Steel for heat treatment is distinguished by a very wide range of steel grades with significantly different chemical compositions. It is ideal for use in areas subject to particularly high loads.
This type of steel is often used to manufacture parts such as axles, shafts, crankshafts, gears, levers, piston rods, grinding discs, and components subject to variable bending loads and fatigue. The carbon content in this family of steels ranges from 0.25-0.6%. One of the main alloying elements is chromium. Thanks to heat treatment, we can manipulate steel parameters such as strength, impact resistance, and ductility. Steel is heat treated for a specific task, and different sectors of the economy require different steel parameters. Some of the most important parameters are resistance to cracking, tensile strength, hardness, and fatigue resistance.

The heat-treated state T is obtained through hardening and high tempering. Tempering causes recrystallization of ferrite and spheroidization, followed by coagulation of carbides. This results in a structure called sorbite. To describe the heat treatment process of steel in a nutshell, it boils down to heating the material and tempering it. By repeating these cycles, we can achieve very interesting and satisfactory results. Two popular methods of heat treatment are tempering and hardening.

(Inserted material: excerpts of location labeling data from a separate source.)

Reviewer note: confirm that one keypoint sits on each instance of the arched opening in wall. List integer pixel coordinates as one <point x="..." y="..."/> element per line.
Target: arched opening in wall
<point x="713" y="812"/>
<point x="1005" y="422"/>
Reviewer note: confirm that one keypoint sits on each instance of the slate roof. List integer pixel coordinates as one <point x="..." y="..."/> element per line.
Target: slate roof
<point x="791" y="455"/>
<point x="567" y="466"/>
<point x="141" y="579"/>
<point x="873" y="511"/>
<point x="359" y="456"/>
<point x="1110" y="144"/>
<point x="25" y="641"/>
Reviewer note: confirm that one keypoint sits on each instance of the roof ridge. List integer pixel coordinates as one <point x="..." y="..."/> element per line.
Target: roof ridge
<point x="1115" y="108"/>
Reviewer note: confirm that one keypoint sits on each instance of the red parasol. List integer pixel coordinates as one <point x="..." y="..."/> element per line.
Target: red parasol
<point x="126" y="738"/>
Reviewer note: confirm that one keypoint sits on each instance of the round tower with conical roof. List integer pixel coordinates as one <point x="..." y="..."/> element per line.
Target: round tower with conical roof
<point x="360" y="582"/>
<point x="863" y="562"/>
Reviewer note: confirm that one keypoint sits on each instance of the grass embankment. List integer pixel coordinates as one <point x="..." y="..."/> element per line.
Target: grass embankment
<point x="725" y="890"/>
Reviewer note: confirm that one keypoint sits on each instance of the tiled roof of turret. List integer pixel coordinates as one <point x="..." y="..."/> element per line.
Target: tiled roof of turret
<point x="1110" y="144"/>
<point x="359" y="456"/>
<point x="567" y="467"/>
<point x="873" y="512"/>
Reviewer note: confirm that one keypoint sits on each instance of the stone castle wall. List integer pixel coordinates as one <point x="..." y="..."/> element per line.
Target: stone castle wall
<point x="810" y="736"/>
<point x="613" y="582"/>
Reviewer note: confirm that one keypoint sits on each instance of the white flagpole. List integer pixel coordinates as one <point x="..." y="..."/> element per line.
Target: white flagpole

Steel for heat treatment – grades
40H, 40HM, 34HNM, 36HNM – these types of steel are intended for components where high strength is required
50HF and 50HS – these types of spring steel are most often used in the production of individual components of car parts such as gears or crankshafts, which are subjected to very high loads
30HGS, 35HGS – Pins, rollers, bushings, other heavily loaded components operating at a maximum temperature of 150-200 °C.